Location: Soil Management and Sugarbeet Research
Project Number: 3012-11000-011-06-S
Project Type: Non-Assistance Cooperative Agreement
Start Date: Jul 1, 2014
End Date: May 31, 2019
To assist ARS in producing future U.S. Agriculture and Forestry Greenhouse Gas Inventories and assess the impacts of different crop management practices at the national scale. These efforts will facilitate collaborative efforts between ARS and CSU to continue simulation model development, testing, and refinement of input data to predict the impacts of changing climate and management on greenhouse gas (GHG) emissions, crop yields and soil carbon content.

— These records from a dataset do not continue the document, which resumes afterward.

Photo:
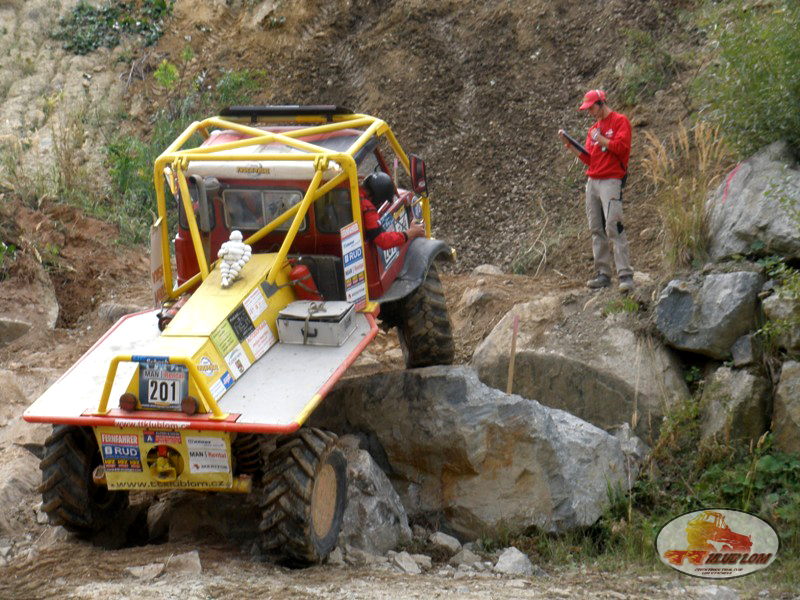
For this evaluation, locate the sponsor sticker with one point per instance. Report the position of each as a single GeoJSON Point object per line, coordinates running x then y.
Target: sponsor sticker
{"type": "Point", "coordinates": [207, 455]}
{"type": "Point", "coordinates": [122, 457]}
{"type": "Point", "coordinates": [207, 366]}
{"type": "Point", "coordinates": [162, 437]}
{"type": "Point", "coordinates": [255, 304]}
{"type": "Point", "coordinates": [717, 543]}
{"type": "Point", "coordinates": [220, 386]}
{"type": "Point", "coordinates": [260, 340]}
{"type": "Point", "coordinates": [353, 265]}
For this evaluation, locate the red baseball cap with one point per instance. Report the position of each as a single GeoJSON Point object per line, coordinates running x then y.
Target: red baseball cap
{"type": "Point", "coordinates": [591, 97]}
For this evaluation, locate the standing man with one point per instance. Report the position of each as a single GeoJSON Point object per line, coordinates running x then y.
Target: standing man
{"type": "Point", "coordinates": [608, 147]}
{"type": "Point", "coordinates": [378, 188]}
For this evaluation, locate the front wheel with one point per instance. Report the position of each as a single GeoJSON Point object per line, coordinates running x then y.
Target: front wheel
{"type": "Point", "coordinates": [305, 492]}
{"type": "Point", "coordinates": [70, 497]}
{"type": "Point", "coordinates": [425, 331]}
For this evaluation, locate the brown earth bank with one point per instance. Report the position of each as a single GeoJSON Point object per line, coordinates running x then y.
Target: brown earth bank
{"type": "Point", "coordinates": [479, 89]}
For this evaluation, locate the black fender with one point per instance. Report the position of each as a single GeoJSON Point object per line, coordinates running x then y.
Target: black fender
{"type": "Point", "coordinates": [419, 257]}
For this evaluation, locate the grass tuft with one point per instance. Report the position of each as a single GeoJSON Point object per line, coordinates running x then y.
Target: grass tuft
{"type": "Point", "coordinates": [682, 169]}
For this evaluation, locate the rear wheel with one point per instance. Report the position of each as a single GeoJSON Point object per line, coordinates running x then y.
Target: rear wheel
{"type": "Point", "coordinates": [425, 331]}
{"type": "Point", "coordinates": [305, 491]}
{"type": "Point", "coordinates": [69, 495]}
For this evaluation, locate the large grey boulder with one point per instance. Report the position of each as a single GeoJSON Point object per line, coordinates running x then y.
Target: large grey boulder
{"type": "Point", "coordinates": [786, 420]}
{"type": "Point", "coordinates": [475, 457]}
{"type": "Point", "coordinates": [605, 374]}
{"type": "Point", "coordinates": [745, 214]}
{"type": "Point", "coordinates": [784, 312]}
{"type": "Point", "coordinates": [706, 315]}
{"type": "Point", "coordinates": [735, 406]}
{"type": "Point", "coordinates": [374, 520]}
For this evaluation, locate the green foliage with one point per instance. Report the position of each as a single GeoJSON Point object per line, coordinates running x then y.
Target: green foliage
{"type": "Point", "coordinates": [647, 68]}
{"type": "Point", "coordinates": [167, 75]}
{"type": "Point", "coordinates": [622, 305]}
{"type": "Point", "coordinates": [8, 254]}
{"type": "Point", "coordinates": [237, 87]}
{"type": "Point", "coordinates": [752, 87]}
{"type": "Point", "coordinates": [87, 28]}
{"type": "Point", "coordinates": [682, 168]}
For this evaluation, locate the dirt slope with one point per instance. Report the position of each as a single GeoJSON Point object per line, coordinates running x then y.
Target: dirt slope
{"type": "Point", "coordinates": [477, 88]}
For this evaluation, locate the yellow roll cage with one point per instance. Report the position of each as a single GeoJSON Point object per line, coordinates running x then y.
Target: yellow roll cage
{"type": "Point", "coordinates": [174, 162]}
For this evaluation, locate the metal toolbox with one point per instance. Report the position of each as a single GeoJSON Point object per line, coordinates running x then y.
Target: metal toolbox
{"type": "Point", "coordinates": [316, 323]}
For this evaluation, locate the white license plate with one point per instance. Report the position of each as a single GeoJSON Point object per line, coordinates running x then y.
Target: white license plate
{"type": "Point", "coordinates": [162, 385]}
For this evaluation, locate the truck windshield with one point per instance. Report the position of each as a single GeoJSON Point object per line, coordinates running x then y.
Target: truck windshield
{"type": "Point", "coordinates": [250, 209]}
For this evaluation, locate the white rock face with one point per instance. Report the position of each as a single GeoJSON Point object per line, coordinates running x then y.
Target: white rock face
{"type": "Point", "coordinates": [514, 562]}
{"type": "Point", "coordinates": [475, 455]}
{"type": "Point", "coordinates": [745, 214]}
{"type": "Point", "coordinates": [446, 542]}
{"type": "Point", "coordinates": [607, 377]}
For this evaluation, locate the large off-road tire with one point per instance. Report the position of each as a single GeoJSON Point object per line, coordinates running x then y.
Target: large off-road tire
{"type": "Point", "coordinates": [425, 331]}
{"type": "Point", "coordinates": [69, 495]}
{"type": "Point", "coordinates": [305, 492]}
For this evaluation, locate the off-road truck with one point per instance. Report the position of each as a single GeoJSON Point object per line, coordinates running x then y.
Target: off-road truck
{"type": "Point", "coordinates": [209, 391]}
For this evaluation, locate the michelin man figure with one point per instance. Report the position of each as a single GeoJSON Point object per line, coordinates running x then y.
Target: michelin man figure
{"type": "Point", "coordinates": [234, 254]}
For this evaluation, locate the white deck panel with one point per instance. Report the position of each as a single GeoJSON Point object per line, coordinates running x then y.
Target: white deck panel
{"type": "Point", "coordinates": [276, 389]}
{"type": "Point", "coordinates": [82, 387]}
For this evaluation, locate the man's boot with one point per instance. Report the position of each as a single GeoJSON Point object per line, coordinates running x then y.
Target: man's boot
{"type": "Point", "coordinates": [602, 280]}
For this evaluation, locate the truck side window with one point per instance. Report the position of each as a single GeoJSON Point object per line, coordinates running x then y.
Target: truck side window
{"type": "Point", "coordinates": [333, 211]}
{"type": "Point", "coordinates": [250, 210]}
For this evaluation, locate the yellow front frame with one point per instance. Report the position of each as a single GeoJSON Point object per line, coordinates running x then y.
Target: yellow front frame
{"type": "Point", "coordinates": [175, 160]}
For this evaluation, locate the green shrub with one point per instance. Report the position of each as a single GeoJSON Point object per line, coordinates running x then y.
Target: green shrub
{"type": "Point", "coordinates": [87, 27]}
{"type": "Point", "coordinates": [682, 168]}
{"type": "Point", "coordinates": [752, 87]}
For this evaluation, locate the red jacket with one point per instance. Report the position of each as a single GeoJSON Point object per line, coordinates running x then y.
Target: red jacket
{"type": "Point", "coordinates": [373, 232]}
{"type": "Point", "coordinates": [613, 162]}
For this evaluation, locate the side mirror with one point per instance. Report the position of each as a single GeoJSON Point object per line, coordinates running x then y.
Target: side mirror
{"type": "Point", "coordinates": [419, 182]}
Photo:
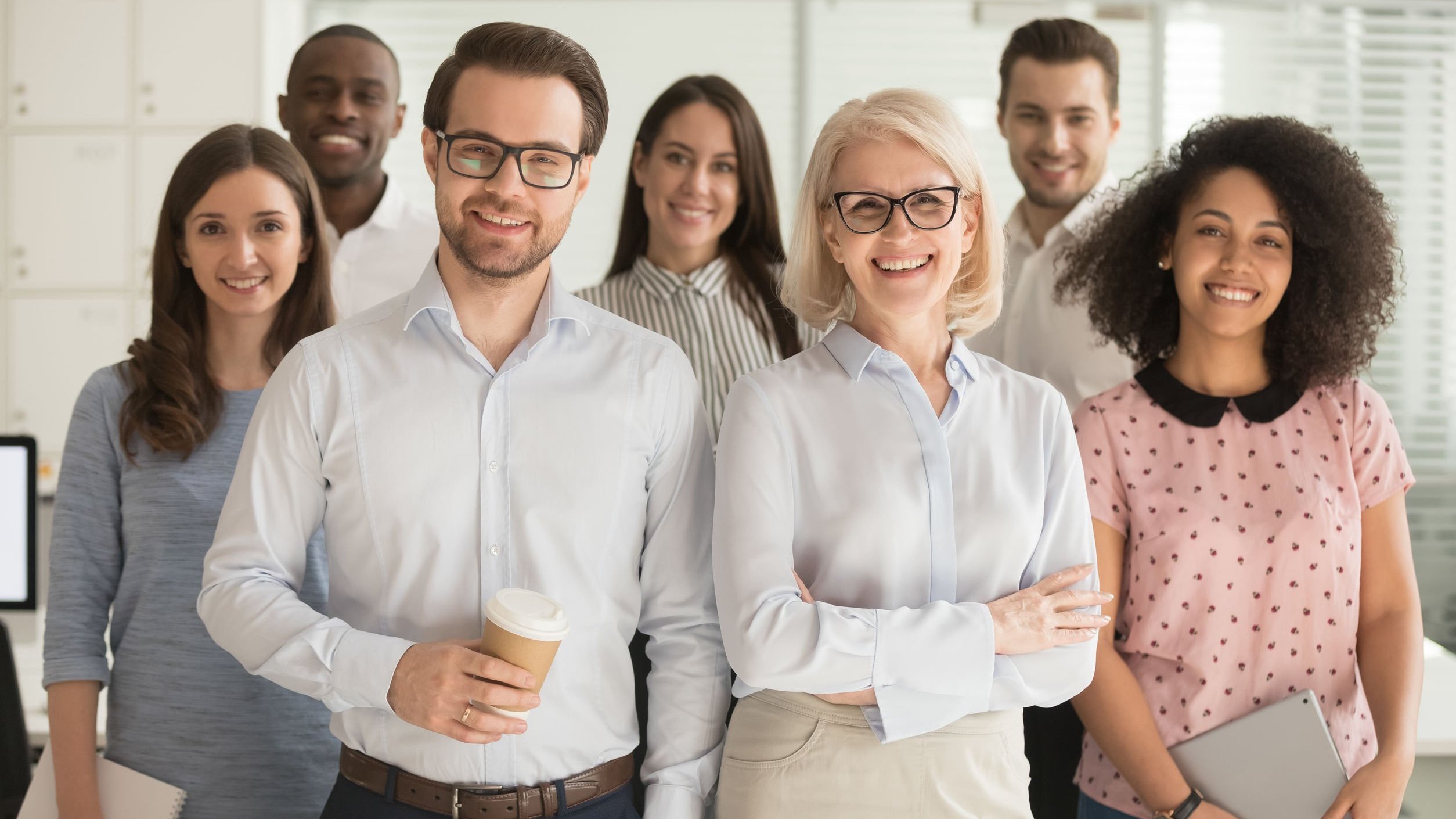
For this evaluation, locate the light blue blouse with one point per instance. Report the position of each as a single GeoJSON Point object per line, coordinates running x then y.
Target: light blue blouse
{"type": "Point", "coordinates": [902, 523]}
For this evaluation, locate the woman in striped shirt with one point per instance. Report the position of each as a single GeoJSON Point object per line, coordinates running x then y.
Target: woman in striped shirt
{"type": "Point", "coordinates": [700, 254]}
{"type": "Point", "coordinates": [700, 248]}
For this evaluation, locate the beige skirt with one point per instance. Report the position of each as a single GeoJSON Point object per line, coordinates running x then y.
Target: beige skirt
{"type": "Point", "coordinates": [798, 757]}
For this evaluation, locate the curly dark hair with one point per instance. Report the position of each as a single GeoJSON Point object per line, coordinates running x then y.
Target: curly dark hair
{"type": "Point", "coordinates": [1346, 268]}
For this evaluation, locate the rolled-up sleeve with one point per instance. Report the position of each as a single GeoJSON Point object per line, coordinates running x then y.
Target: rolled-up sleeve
{"type": "Point", "coordinates": [87, 543]}
{"type": "Point", "coordinates": [253, 574]}
{"type": "Point", "coordinates": [688, 687]}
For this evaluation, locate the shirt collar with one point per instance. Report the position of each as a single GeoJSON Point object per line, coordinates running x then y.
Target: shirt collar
{"type": "Point", "coordinates": [557, 310]}
{"type": "Point", "coordinates": [1071, 224]}
{"type": "Point", "coordinates": [663, 283]}
{"type": "Point", "coordinates": [1199, 410]}
{"type": "Point", "coordinates": [853, 353]}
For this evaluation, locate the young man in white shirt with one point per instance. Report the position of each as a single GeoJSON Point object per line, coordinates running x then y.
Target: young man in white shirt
{"type": "Point", "coordinates": [1058, 110]}
{"type": "Point", "coordinates": [486, 430]}
{"type": "Point", "coordinates": [341, 113]}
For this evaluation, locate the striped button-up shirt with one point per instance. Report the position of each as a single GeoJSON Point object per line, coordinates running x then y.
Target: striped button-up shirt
{"type": "Point", "coordinates": [721, 325]}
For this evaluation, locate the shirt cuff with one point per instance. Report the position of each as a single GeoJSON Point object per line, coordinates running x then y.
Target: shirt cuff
{"type": "Point", "coordinates": [903, 713]}
{"type": "Point", "coordinates": [672, 802]}
{"type": "Point", "coordinates": [954, 658]}
{"type": "Point", "coordinates": [67, 669]}
{"type": "Point", "coordinates": [365, 668]}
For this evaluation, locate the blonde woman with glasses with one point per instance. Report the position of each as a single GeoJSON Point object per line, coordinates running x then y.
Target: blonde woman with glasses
{"type": "Point", "coordinates": [900, 543]}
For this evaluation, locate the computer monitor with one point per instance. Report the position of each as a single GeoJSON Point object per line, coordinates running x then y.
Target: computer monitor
{"type": "Point", "coordinates": [18, 523]}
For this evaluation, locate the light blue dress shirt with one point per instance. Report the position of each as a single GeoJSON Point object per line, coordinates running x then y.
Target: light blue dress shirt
{"type": "Point", "coordinates": [902, 523]}
{"type": "Point", "coordinates": [581, 468]}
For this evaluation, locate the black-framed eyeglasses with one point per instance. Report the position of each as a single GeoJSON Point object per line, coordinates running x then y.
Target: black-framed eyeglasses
{"type": "Point", "coordinates": [481, 158]}
{"type": "Point", "coordinates": [928, 209]}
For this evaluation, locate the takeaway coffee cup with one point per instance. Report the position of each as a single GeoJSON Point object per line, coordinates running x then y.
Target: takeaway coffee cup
{"type": "Point", "coordinates": [523, 628]}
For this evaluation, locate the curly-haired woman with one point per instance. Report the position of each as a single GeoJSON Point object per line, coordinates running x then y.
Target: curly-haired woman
{"type": "Point", "coordinates": [239, 276]}
{"type": "Point", "coordinates": [1247, 491]}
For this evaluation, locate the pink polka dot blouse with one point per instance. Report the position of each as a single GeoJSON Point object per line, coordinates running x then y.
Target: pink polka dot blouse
{"type": "Point", "coordinates": [1242, 566]}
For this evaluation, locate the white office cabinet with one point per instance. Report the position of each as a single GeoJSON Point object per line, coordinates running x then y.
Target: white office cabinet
{"type": "Point", "coordinates": [70, 222]}
{"type": "Point", "coordinates": [158, 156]}
{"type": "Point", "coordinates": [185, 78]}
{"type": "Point", "coordinates": [69, 62]}
{"type": "Point", "coordinates": [55, 344]}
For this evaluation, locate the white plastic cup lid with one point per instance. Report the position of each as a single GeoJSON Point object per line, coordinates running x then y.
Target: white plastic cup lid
{"type": "Point", "coordinates": [529, 614]}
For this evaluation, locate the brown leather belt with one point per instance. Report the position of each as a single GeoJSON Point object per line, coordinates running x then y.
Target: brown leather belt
{"type": "Point", "coordinates": [484, 802]}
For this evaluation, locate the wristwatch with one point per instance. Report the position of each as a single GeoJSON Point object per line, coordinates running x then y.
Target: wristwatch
{"type": "Point", "coordinates": [1184, 809]}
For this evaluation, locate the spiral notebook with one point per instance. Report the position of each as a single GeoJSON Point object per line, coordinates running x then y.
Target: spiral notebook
{"type": "Point", "coordinates": [124, 793]}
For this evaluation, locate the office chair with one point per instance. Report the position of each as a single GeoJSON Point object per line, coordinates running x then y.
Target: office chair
{"type": "Point", "coordinates": [15, 742]}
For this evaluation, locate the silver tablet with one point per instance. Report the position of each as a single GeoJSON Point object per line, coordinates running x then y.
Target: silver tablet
{"type": "Point", "coordinates": [1277, 763]}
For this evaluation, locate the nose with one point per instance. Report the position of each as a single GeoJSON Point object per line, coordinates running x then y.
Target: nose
{"type": "Point", "coordinates": [1237, 258]}
{"type": "Point", "coordinates": [695, 182]}
{"type": "Point", "coordinates": [242, 254]}
{"type": "Point", "coordinates": [343, 110]}
{"type": "Point", "coordinates": [509, 181]}
{"type": "Point", "coordinates": [899, 228]}
{"type": "Point", "coordinates": [1055, 138]}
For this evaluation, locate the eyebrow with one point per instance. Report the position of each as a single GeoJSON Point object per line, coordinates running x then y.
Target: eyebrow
{"type": "Point", "coordinates": [689, 149]}
{"type": "Point", "coordinates": [551, 145]}
{"type": "Point", "coordinates": [1226, 218]}
{"type": "Point", "coordinates": [260, 215]}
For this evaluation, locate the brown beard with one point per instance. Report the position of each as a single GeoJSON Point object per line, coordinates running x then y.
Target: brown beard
{"type": "Point", "coordinates": [477, 256]}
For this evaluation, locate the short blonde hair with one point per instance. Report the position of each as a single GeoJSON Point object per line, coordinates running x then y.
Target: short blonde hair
{"type": "Point", "coordinates": [816, 288]}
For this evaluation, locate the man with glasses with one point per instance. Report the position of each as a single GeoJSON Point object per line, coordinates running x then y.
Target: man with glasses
{"type": "Point", "coordinates": [1059, 114]}
{"type": "Point", "coordinates": [341, 113]}
{"type": "Point", "coordinates": [486, 430]}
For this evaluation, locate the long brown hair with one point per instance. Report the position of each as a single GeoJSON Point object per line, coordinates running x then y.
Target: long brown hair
{"type": "Point", "coordinates": [752, 242]}
{"type": "Point", "coordinates": [174, 404]}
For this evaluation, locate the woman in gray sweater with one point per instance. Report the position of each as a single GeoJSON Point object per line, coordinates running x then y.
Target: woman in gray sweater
{"type": "Point", "coordinates": [239, 277]}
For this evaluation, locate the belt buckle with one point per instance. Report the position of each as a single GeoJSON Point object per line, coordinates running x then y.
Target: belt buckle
{"type": "Point", "coordinates": [477, 791]}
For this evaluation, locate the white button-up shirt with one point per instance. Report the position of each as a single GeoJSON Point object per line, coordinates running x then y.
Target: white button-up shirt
{"type": "Point", "coordinates": [902, 523]}
{"type": "Point", "coordinates": [581, 468]}
{"type": "Point", "coordinates": [380, 258]}
{"type": "Point", "coordinates": [1039, 336]}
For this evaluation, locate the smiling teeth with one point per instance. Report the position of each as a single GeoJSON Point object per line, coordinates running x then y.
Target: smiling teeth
{"type": "Point", "coordinates": [1232, 295]}
{"type": "Point", "coordinates": [904, 264]}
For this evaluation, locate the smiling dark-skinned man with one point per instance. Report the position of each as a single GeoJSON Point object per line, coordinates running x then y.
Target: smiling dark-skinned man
{"type": "Point", "coordinates": [341, 113]}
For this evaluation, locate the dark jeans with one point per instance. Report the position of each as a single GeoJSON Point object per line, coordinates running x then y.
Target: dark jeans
{"type": "Point", "coordinates": [1053, 749]}
{"type": "Point", "coordinates": [351, 802]}
{"type": "Point", "coordinates": [1090, 808]}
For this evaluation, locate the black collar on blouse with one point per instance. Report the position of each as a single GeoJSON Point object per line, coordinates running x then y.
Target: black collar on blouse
{"type": "Point", "coordinates": [1199, 410]}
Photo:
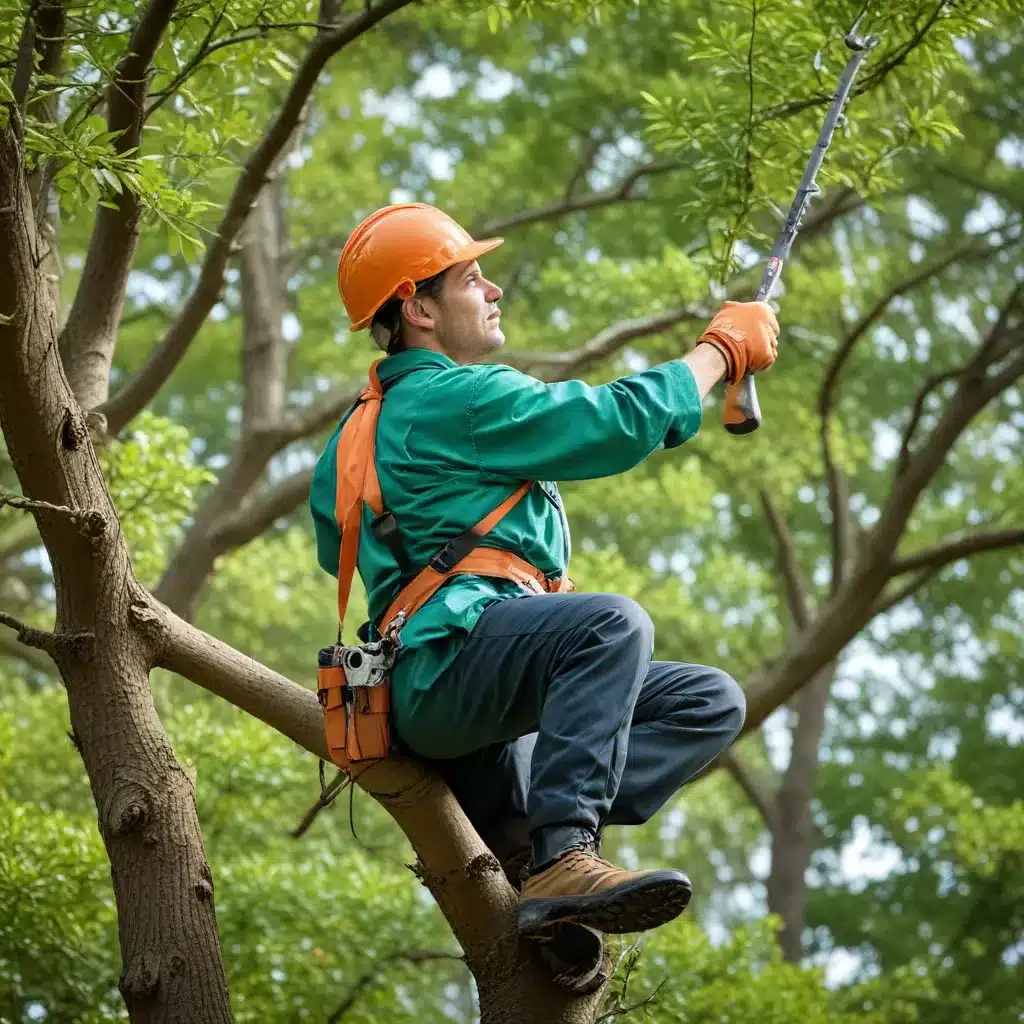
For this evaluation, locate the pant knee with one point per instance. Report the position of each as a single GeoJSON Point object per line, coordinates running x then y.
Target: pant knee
{"type": "Point", "coordinates": [730, 698]}
{"type": "Point", "coordinates": [626, 620]}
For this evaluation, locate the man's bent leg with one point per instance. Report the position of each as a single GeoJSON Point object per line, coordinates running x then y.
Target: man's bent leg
{"type": "Point", "coordinates": [685, 717]}
{"type": "Point", "coordinates": [569, 666]}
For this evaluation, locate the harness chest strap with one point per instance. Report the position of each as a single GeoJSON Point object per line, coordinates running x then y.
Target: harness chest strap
{"type": "Point", "coordinates": [357, 482]}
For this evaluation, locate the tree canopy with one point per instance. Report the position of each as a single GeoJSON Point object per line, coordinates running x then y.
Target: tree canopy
{"type": "Point", "coordinates": [176, 182]}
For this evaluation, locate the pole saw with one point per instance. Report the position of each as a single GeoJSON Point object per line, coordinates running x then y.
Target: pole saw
{"type": "Point", "coordinates": [742, 414]}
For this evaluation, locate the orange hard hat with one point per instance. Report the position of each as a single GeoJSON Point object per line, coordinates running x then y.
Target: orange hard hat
{"type": "Point", "coordinates": [393, 249]}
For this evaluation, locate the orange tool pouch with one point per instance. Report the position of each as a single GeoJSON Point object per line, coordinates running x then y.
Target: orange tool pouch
{"type": "Point", "coordinates": [353, 682]}
{"type": "Point", "coordinates": [356, 718]}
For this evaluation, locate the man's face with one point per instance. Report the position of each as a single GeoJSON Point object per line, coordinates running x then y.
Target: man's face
{"type": "Point", "coordinates": [467, 323]}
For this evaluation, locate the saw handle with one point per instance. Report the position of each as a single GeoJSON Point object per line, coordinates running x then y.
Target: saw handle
{"type": "Point", "coordinates": [741, 414]}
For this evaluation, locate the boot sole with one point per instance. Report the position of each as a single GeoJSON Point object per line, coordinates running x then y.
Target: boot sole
{"type": "Point", "coordinates": [633, 906]}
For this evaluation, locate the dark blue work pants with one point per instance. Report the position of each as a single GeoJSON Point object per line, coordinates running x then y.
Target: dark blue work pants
{"type": "Point", "coordinates": [554, 710]}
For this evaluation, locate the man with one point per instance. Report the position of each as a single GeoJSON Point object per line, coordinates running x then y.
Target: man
{"type": "Point", "coordinates": [544, 711]}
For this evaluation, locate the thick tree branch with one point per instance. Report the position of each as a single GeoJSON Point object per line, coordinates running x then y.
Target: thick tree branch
{"type": "Point", "coordinates": [138, 391]}
{"type": "Point", "coordinates": [90, 332]}
{"type": "Point", "coordinates": [797, 591]}
{"type": "Point", "coordinates": [380, 965]}
{"type": "Point", "coordinates": [856, 600]}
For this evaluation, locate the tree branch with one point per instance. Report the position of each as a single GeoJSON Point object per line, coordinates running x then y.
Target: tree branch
{"type": "Point", "coordinates": [138, 391]}
{"type": "Point", "coordinates": [562, 366]}
{"type": "Point", "coordinates": [275, 501]}
{"type": "Point", "coordinates": [87, 521]}
{"type": "Point", "coordinates": [621, 193]}
{"type": "Point", "coordinates": [373, 975]}
{"type": "Point", "coordinates": [340, 782]}
{"type": "Point", "coordinates": [954, 548]}
{"type": "Point", "coordinates": [90, 333]}
{"type": "Point", "coordinates": [502, 225]}
{"type": "Point", "coordinates": [879, 75]}
{"type": "Point", "coordinates": [323, 413]}
{"type": "Point", "coordinates": [208, 47]}
{"type": "Point", "coordinates": [24, 64]}
{"type": "Point", "coordinates": [829, 384]}
{"type": "Point", "coordinates": [464, 878]}
{"type": "Point", "coordinates": [797, 591]}
{"type": "Point", "coordinates": [43, 640]}
{"type": "Point", "coordinates": [264, 351]}
{"type": "Point", "coordinates": [856, 601]}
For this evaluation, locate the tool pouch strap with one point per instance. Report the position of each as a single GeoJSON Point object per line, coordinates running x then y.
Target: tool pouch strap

Major products so far include the 32d edition of the USDA GHG inventory published in 2011 the web accessible GRACEnet/REAP data discovery, retrieval and management system released in 2013. Major improvements in the 3rd edition of the inventory include using annual survey data from the USDA National Resources Inventory (NRI) for grazed systems, making N additions to soils from grazing animals consistent with N excretion data, and improving estimates of NO3 leaching, and more complete calculations for uncertainty calculations. Model improvements, tests, and applications used to generate data for the inventory have been reported in 10 journal and several presentations at meetings and symposia. The DAYCENT model was used to perform life cycle analysis for different perennial and annual biofuel cropping systems and high resolution NRI data have been implemented for future GHG inventory simulations. In addition to producing and improving future editions of the USDA GHG Inventory, general goals for the next 5 years include evaluating additional biofuel cropping systems (e.g., energy cane), developing software to automate model simulations and comparisons of outputs with measurements, and further investigating how changes in land use and climate impact crop yields and GHG fluxes. Production and improvement of the U.S. Agriculture and Forestry Greenhouse Gas Inventory requires applying and improving the models used to calculate emissions and their associated uncertainty ranges. Use of more refined model input data, further comparison of model outputs with field measurements from the GRACEnet database and measurements from South America and Australia, and increased computing capacity lead to more accurate national scale estimates and better characterization of the regional and temporal patterns of emissions. ARS will interact with CSU to incorporate programming expertise, high capacity computing clusters, and data collection into the inventory analyses. CSU will assist ARS in evaluating the impacts and feasibility of different cropping systems, including biofuels by implementing and testing the ability of models to represent the impacts of improved N management technologies and perform regional analysis to identify local best management practices.